On the other hand, they added that RCT’s parachute research could still be done: “We feel assured that those who advocate evidence-based medicine and criticize use of interventions that lack an evidence base will not hesitate to demonstrate their commitment by volunteering for a double blind, randomized, placebo controlled, crossover trial” (p. 1460).

RCTs and Bias

RCTs aim to control bias, but implementation problems turn out to be widespread:

Even in the most stringent research designs, bias seems to be a major problem. For example, there is strong evidence that selective outcome reporting, with manipulation of the outcomes and analyses reported, is a common problem even for randomized trails. (Chan, Hrobjartsson, Haahr, Gotzsche, & Altman, 2004, p. 2457)

The result is that “a great many published research findings are false” (Ioannidis, 2005).

Methodological Appropriateness as the Platinum Standard

It may be too much to hope that the gold standard designation will disappear from popular usage. So perhaps we need to up the ante and aim to supplant the gold standard with a new platinum standard: methodological pluralism and appropriateness. To do so, I offer the following seven-point action plan:

  1. Educate yourself about the strengths and weaknesses of RCTS. (See resources below.)

  2. Never use the gold standard designation yourself. If it comes up, refer to the “so-called gold standard.”

  3. When you encounter someone referring to RCTs as the gold standard, don’t be shy. Explain the negative consequences and even dangers of such a rigid pecking order of methods.

  4. Understand and be able to articulate the case for methodological pluralism and appropriateness, to wit, adapting designs to the existing state of knowledge, the available resources, the intended uses of the inquiry results, and other relevant particulars of the inquiry situation. (See the resources listed below.)

  5. Promote the platinum standard as higher on the hierarchy of research excellence (and even closer to heaven).

  6. Don’t be argumentative and aggressive in challenging gold standard narrow-mindedness.
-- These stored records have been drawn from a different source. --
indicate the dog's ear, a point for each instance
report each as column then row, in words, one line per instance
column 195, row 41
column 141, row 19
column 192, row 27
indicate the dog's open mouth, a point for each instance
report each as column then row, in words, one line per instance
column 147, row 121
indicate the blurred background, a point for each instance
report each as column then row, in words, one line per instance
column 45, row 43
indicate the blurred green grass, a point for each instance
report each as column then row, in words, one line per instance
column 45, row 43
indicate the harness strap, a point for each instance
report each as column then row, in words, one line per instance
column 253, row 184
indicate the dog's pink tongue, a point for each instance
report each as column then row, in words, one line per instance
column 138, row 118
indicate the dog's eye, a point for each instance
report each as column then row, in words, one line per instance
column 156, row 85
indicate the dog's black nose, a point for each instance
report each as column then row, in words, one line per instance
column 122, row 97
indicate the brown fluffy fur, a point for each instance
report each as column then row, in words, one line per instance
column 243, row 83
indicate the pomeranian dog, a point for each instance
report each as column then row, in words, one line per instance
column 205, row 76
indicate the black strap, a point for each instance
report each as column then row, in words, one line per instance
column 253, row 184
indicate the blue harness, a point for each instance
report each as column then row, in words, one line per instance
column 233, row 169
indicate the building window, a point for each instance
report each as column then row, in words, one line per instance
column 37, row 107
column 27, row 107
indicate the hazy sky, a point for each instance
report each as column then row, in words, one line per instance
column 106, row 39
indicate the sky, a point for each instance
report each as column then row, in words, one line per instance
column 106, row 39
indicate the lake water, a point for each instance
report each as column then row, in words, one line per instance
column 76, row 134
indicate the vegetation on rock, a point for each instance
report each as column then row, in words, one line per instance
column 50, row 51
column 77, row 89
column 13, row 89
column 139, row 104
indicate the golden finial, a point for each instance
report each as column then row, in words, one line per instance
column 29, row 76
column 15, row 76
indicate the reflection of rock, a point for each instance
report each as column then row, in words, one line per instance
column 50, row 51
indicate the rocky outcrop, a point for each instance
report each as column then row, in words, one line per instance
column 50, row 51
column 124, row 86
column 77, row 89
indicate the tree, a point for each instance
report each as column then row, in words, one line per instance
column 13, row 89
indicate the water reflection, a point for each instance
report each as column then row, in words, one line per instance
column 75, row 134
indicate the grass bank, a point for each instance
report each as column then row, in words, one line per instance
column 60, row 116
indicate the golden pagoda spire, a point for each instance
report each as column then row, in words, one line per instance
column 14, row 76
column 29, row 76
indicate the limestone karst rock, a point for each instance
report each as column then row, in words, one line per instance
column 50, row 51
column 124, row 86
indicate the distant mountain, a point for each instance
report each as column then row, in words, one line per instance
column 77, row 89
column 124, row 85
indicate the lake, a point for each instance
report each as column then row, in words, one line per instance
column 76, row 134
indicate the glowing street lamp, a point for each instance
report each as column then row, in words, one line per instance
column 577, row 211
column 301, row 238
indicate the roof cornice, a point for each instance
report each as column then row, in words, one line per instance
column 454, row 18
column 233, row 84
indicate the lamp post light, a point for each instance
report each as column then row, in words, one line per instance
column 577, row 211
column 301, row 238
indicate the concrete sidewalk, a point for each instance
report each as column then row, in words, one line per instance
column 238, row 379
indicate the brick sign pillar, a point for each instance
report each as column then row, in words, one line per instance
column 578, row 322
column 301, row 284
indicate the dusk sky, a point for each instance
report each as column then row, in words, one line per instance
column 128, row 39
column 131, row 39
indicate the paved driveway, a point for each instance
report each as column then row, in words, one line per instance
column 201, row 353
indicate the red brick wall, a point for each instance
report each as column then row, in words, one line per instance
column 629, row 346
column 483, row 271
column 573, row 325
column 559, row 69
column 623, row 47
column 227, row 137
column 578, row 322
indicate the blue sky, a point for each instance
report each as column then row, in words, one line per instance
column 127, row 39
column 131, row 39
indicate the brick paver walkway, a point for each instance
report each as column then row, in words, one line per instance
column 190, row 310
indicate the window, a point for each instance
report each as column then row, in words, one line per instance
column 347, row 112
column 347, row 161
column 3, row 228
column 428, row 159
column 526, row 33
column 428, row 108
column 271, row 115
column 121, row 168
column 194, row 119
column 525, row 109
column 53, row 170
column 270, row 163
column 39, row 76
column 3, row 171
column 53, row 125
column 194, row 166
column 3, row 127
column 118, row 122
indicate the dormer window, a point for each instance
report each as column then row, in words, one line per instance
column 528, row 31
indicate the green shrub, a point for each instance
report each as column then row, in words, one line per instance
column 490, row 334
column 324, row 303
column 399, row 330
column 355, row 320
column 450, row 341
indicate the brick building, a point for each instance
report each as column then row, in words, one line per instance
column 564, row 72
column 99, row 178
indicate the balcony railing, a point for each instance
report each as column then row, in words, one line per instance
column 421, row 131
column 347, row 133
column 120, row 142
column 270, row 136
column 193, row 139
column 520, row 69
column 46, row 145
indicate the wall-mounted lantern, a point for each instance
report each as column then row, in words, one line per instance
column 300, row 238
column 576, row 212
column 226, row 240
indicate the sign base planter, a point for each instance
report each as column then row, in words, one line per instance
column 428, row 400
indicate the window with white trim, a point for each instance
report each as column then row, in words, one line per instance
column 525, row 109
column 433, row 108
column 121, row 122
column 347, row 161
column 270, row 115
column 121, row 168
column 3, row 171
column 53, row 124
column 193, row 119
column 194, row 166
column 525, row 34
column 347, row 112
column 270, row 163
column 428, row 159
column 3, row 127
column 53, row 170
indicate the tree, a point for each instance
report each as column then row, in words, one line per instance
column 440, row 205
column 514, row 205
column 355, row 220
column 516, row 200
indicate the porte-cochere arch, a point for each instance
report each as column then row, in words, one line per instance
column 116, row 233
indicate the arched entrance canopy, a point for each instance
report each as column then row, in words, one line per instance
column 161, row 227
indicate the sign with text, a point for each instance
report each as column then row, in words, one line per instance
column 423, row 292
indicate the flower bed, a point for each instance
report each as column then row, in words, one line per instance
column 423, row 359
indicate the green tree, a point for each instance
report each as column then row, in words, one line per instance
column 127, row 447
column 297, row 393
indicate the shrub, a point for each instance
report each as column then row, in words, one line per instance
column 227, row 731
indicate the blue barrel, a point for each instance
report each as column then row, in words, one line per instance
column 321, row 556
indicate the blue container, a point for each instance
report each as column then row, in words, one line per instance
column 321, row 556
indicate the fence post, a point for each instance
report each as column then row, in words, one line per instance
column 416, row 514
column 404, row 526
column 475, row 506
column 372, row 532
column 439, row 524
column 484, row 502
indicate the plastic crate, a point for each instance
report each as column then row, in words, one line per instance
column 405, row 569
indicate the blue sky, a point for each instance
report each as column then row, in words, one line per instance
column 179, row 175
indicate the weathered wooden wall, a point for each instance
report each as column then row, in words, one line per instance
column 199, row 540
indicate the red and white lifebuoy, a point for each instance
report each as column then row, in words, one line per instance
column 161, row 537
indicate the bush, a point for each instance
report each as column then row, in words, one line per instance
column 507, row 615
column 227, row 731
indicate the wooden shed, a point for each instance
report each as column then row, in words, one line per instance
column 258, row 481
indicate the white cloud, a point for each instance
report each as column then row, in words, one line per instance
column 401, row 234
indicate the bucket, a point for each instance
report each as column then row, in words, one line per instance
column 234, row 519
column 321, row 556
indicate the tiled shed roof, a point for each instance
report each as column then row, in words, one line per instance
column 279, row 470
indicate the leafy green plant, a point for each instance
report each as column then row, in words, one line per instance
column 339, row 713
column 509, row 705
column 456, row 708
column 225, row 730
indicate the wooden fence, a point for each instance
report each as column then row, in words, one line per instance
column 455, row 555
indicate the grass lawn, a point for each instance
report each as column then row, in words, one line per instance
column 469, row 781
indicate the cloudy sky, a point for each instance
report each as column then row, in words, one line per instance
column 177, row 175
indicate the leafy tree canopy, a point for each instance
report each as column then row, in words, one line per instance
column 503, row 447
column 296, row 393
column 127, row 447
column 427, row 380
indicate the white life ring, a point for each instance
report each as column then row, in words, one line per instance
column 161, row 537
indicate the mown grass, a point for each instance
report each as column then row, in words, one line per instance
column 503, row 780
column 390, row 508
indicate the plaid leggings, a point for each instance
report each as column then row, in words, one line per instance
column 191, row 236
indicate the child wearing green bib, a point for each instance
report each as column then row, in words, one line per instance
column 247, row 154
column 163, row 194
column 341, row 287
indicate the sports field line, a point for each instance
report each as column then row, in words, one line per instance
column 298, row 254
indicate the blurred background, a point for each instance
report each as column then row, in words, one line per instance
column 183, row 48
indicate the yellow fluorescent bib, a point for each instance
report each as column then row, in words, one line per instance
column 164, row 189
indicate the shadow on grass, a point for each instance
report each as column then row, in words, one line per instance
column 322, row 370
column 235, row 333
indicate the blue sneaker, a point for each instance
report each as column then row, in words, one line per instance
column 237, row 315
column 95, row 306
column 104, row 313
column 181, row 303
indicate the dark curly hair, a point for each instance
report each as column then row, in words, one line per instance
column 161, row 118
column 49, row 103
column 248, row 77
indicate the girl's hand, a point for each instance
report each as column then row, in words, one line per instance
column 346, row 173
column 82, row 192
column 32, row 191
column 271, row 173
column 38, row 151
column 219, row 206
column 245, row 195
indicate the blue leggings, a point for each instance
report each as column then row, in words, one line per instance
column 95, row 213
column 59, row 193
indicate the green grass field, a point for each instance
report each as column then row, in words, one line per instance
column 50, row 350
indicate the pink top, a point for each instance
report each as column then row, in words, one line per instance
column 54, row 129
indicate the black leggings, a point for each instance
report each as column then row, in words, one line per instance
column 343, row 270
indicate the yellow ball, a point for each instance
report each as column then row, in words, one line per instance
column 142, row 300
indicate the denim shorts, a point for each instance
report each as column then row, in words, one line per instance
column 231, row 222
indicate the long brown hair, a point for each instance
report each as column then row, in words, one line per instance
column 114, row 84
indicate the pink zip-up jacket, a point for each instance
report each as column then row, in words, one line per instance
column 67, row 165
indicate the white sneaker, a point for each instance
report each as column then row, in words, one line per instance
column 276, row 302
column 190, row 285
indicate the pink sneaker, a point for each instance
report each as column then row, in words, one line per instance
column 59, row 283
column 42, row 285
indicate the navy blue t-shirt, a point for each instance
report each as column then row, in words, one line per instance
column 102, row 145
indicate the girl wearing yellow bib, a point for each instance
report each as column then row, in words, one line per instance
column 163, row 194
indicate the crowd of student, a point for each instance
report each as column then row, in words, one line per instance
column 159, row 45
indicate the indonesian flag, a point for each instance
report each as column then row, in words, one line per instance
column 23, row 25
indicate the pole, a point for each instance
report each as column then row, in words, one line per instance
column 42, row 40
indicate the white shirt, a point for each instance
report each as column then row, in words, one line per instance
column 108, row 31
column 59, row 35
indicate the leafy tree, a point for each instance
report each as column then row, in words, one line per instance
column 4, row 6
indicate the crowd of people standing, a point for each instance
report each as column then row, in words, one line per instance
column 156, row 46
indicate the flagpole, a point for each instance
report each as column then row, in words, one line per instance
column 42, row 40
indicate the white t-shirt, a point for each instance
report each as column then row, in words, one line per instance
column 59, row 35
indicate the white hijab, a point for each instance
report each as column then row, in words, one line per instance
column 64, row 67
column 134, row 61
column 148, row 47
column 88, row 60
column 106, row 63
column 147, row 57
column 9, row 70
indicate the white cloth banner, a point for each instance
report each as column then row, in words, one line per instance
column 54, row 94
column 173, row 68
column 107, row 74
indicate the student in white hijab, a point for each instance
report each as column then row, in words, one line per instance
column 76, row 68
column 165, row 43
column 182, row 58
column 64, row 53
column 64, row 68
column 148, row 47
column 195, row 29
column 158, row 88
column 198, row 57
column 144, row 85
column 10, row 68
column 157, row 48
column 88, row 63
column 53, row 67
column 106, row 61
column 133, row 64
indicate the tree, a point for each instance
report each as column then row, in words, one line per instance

It’s more likely a matter of ignorance than intolerance. Be kind, sensitive, understanding, and compassionate, and say, “Oh, you haven’t heard. The old RCT gold standard has been supplanted by a new, more enlightened, Knowledge-Age platinum standard.” (Beam wisely.)

  7. Repeat Steps 1 to 6 over and over again.

Resources

  • For 10 limitations of experimental designs, see Patton (2008b, pp. 447–450). • For the case against a rigid methodological hierarchy, see Ornish (2014), Nutley, Powell, and Davies (2013), Chen, Donaldson, and Mark (2011), Donaldson, Christie, and Mark (2009), Patton (2008b), Scriven (2008), and Julnes and Rog (2007).

  • For official statements advocating methodological pluralism, see American Evaluation Association (2003), “Scientifically Based Evaluation Methods,” and European Evaluation Society (2007), The Importance of a Methodologically Diverse Approach to Impact Evaluation.”

  • For alternative and mixed methods, see Broadening the Range of Designs and Methods for Impact Evaluations (Department for International Development, 2012), Social Research Methods: Qualitative and Quantitative Approaches (Bernard, 2013), The SAGE International Handbook of Educational Evaluation (Ryan & Cousins, 2009), and the alternative approaches for impact evaluation described in DFID (2012).

  • In platinum standard references, the designation “platinum standard” has been used by Deborah Lowe Vandell, chair of the Department of Education at the University of California at Irvine, to describe an evaluation design that uses a range of data collection approaches (e.g., observations, interviews, surveys) to collect qualitative and quantitative data on program implementation and outcomes (Evaluation Exchange, 2010). See also “Toward a Platinum Standard for Evidence-Based Assessment by 2020,” which incorporates case studies, comparative methods, triangulation, and alternative causal approaches in recognition of the wide array of goals and methodologies that are appropriate for assessing programs and policies in a dynamic and globalizing world (Khagram & Thomas, 2010); “Evaluating Outside the Box: Mixing Methods in Analyzing Social Protection Programmes” (Devereux & Roelen, 2013); and Scriven’s (2008) article, which refers to a higher standard than gold for causal research, a platinum standard (p. 18).